3

How to use php to get inside nested braces?

example:

{{ text1 {{text2 text3 {{text4}} text5}} }}

should output

1- text1 {{text2 text3 {{text4}} text5}}
2- text2 text3 {{text4}} text5
3- text4
HabibS
  • 382
  • 6
  • 14

3 Answers3

5

This requires keeping track of the number of brackets and cannot be done using regex. You will have to create your own parser logic for this. Regex is not a parser, sorry.

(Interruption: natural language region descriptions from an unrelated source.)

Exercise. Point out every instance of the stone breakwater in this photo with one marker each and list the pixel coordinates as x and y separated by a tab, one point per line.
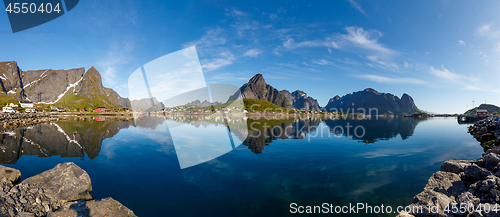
64	190
487	131
22	119
473	185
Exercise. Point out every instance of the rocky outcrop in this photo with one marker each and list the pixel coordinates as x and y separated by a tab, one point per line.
300	100
62	191
473	184
95	208
257	88
55	183
487	132
369	100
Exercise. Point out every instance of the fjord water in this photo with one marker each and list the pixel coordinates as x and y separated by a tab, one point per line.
316	162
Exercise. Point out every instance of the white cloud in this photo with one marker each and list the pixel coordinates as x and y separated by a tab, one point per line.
355	5
376	60
452	77
321	62
291	44
486	31
385	80
236	13
252	53
211	38
366	39
119	54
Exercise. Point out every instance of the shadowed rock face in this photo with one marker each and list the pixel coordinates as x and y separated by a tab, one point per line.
257	88
48	193
47	85
65	182
384	103
300	100
374	130
69	138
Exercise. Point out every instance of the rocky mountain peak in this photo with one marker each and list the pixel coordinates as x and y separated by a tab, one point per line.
258	80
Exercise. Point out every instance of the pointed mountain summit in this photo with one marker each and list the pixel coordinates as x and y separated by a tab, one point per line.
369	98
300	100
257	88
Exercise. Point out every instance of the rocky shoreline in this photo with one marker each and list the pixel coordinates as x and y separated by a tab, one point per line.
465	188
65	190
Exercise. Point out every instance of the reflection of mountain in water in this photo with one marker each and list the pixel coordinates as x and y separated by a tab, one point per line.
66	138
375	129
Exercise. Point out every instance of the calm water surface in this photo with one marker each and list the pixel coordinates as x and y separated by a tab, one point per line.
137	163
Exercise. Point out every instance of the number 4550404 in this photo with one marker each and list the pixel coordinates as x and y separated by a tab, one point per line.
32	8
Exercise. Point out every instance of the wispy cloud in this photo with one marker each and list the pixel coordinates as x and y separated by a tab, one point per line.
407	65
389	80
355	5
252	53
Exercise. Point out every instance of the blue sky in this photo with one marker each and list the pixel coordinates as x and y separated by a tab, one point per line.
445	54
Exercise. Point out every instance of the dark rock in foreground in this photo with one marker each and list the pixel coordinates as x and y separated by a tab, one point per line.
473	185
64	190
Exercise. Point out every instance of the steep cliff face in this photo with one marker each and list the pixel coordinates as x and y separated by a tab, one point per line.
257	88
300	100
384	103
58	86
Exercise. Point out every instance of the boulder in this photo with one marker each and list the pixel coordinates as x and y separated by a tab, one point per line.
454	166
95	208
9	174
492	157
446	183
65	182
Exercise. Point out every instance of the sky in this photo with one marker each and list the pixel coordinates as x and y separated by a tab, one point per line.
445	54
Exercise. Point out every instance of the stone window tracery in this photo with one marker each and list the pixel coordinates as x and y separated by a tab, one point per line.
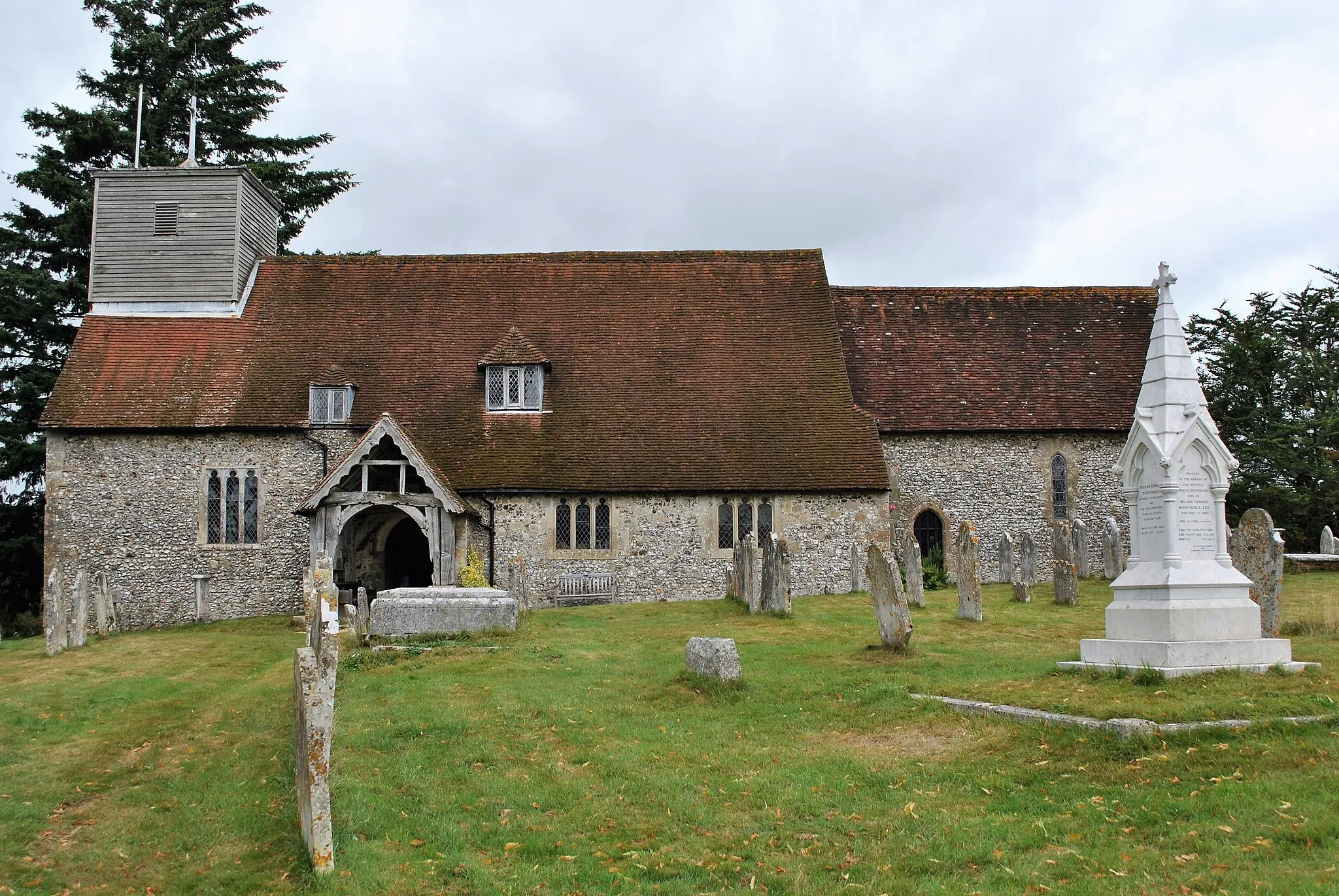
1059	488
232	506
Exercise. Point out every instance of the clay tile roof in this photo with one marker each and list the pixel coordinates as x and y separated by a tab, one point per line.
671	371
515	348
1023	358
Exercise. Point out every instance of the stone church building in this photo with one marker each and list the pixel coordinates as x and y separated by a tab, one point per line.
590	422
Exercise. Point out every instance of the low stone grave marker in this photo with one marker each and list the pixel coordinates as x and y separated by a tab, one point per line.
714	658
1066	574
1257	551
890	610
968	550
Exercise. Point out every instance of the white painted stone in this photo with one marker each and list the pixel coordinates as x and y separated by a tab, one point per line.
1180	605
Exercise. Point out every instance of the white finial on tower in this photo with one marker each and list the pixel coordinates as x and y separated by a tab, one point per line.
190	144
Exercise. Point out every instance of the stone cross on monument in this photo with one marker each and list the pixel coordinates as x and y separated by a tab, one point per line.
1180	606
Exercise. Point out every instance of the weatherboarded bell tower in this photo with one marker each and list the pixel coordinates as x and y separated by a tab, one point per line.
1180	607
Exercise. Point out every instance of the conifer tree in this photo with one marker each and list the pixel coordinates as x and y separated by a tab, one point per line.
176	48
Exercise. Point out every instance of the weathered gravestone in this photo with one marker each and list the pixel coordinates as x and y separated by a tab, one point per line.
1006	559
103	612
1113	555
915	574
54	614
775	576
746	574
890	610
79	625
1066	575
713	658
1257	551
1081	559
1026	579
968	551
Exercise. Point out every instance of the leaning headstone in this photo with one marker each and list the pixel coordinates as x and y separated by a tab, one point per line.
1078	531
1257	551
1113	555
54	614
1006	559
775	576
1026	578
713	658
364	620
968	550
79	625
103	611
915	574
1066	576
890	610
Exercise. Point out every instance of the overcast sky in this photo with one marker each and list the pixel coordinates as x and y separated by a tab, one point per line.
951	144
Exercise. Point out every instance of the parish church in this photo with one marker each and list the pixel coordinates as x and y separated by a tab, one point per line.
600	425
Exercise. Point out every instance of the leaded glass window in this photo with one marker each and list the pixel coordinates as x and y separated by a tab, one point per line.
1059	488
583	525
213	509
231	505
764	520
251	508
726	524
563	524
602	525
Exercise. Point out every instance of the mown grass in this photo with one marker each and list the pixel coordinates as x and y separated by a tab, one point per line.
579	758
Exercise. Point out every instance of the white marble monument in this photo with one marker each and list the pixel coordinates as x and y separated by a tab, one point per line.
1180	606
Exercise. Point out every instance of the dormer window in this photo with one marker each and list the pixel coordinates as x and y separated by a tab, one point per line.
515	388
330	405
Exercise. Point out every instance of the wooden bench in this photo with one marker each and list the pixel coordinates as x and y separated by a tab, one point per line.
586	588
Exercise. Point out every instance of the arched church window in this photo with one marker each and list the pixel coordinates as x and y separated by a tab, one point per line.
231	501
214	509
583	525
602	525
726	524
1059	488
251	508
563	525
745	519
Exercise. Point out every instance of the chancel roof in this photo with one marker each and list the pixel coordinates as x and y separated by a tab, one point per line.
668	371
926	359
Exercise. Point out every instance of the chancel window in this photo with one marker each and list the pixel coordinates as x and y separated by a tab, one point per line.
583	524
232	506
736	523
1059	488
515	388
330	405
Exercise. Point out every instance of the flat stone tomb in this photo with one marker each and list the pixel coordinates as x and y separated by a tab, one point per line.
441	610
1180	606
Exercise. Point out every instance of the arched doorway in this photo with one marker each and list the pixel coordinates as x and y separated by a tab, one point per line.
928	529
407	564
381	548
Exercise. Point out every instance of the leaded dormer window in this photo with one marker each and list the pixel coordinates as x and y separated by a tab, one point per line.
515	388
330	405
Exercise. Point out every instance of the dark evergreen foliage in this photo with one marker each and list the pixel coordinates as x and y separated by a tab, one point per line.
1272	382
176	48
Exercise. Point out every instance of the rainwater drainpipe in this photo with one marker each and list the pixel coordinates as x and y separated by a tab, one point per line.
492	541
324	448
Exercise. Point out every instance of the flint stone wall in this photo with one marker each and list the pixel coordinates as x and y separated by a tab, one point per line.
131	505
1002	482
664	547
441	610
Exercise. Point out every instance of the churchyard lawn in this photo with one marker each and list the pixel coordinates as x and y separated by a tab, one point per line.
575	758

Here is another similar question with the same response as mine

And here is a SO about building parses (in Java, but it should translate well enough)

Community
  • 1
  • 1
Justin Pihony
  • 66,056
  • 18
  • 147
  • 180
  • Yes it can be done using regex - you just aren't trying hard enough! – ridgerunner Jul 02 '12 at 14:40
  • @ridgerunner True regular expressions cannot do this. Maybe some engines can implement logic, but the base regex cannot. Until all engines can handle this, then I stand by my answer. Also, you do have to begin to weigh the simplicity and readability... – Justin Pihony Jul 02 '12 at 14:47
  • When you say "TRUE" regular expressions, which specific engine are you talking about? Ruby, Java, JavaScript, Perl, PHP, C#, Python or even grep? Regular expressions have not been REGULAR for a long time. See tchrist's excellent response to a similar claim: [Do NOT try parsing with regular expressions](http://kore-nordmann.de/blog/do_NOT_parse_using_regexp.html#comment_40). – ridgerunner Jul 02 '12 at 15:27
  • sorry, i don't understand, why people vote up this question. can anybody explain this to me? – gaussblurinc Jul 07 '12 at 09:18
2

PCRE, like Perl can match nested structures to any arbitrary depth (limited only by memory - see below). Here is a tested script:

Regex to match nested brackets

<?php // test.php Rev:20120702_1100

$re_nested_double_bracket ='% # Rev:20120702_1100
    # Match {{...{{...}}...}} structure with arbitrary nesting.
    \{\{                      # Opening literal double bracket.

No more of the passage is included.